Le temps a passé. Je sens la vieillesse arriver à grands pas, et les tissus nobles de mon cerveau, soumis à de trop fortes contraintes, se détériorent de jour en jour. J’ai souvent des pertes de mémoire, un manque du mot, je confonds les lieux et les visages... Il me suffirait de baisser légèrement mes défenses pour retrouver un peu de vigueur. Je ne le ferai pas. Je n’ai plus à rougir de ce qui fut. Ma vie d’ascétisme et de discipline a racheté ma honte, et je n’ai pas de regret. Je pourrais garder le front haut et le coeur léger devant le regard de celui qui me découvrirait. Mais je ne puis me résoudre à ce que ce sanctuaire inviolé reçoive la visite d’un intrus profanateur. Pendant toutes ces années, la petite lumière qui a brillé dans ce temple secret, logé au fond de ma mémoire, a été mon seul guide et ma seule étoile. J’ai connu quelques malheurs, mon mari m’a quittée, mes enfants sont partis dans l’indifférence, mes amis, méprisant mon faible statut social, se sont éloignés de moi, et j’ai souvent été en butte au dédain de ceux qui, fiers de leur pouvoir, moquaient mon incompétence. Plus encore, mon incapacité à manifester une quelconque émotion m’a empêchée de tisser le moindre lien, même de camaraderie. Mais dans la pauvreté et la solitude je pouvais traverser le quotidien terne de mes jours sans ambition et sans souffrance. Qu’aurais-je pu souhaiter de plus ? J’ai aimé.
Si je dois être appelée dans la mort à l’âge où d’autres encore se délectent ou se déchirent dans la puissance et la gloire, que cela soit : la mort comme la vie peut être un acte d’amour.

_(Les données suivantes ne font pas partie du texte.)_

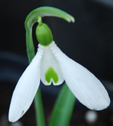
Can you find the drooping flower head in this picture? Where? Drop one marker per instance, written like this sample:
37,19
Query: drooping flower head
51,65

La Grande Epidémie de 06 fit des ravages effroyables parmi la population de la Colonie. Il s’agissait vraisemblablement d’un germe autochtone, de nature virale, excessivement contagieux et mortel dans la plupart des cas. Les chercheurs ne réussirent pas à l’identifier, et tous les traitements qui furent tentés, antiviraux, antibactériens, corticoïdes et même antimitotiques, restèrent sans résultat.
Dans le but de limiter la contagion, des mesures préventives drastiques furent instaurées, comme le port permanent de masques et de gants filtrants, et l’interdiction absolue de tout contact cutané direct. L’épidémie cessa, mais dans la crainte d’un nouveau fléau similaire, les Gouvernants promulguèrent une loi prohibant tout contact physique entre humains, exception faite pour les couples dans leur intimité, les mères et leurs enfants de moins de sept ans, et pour les Soignants en cas de force majeure. Conséquence ou coïncidence, les générations qui suivirent développèrent plus souvent des pouvoirs télépathiques, et l’on vit l’émergence d’une nouvelle médecine de type chamanique, basée sur une profonde empathie et sur la mobilisation positive des énergies corporelles, à travers l’imposition de mains gantées, dans un état de méditation proche de la transe. Cette médecine fonctionnarisée par l’Etat et gratuite pour tous permit de développer une politique de prévention de haut niveau, et beaucoup des pathologies habituelles disparurent. De moins en moins de remèdes furent nécessaires, et l’on ne garda en usage que certains breuvages à base de plantes. Petit à petit la médecine traditionnelle perdit de son audience, jusqu’à disparaître, puisque même les interventions chirurgicales pouvaient être effectuées par les remaniements énergétiques, et ceci sans besoin d’anesthésie et sans perte de sang.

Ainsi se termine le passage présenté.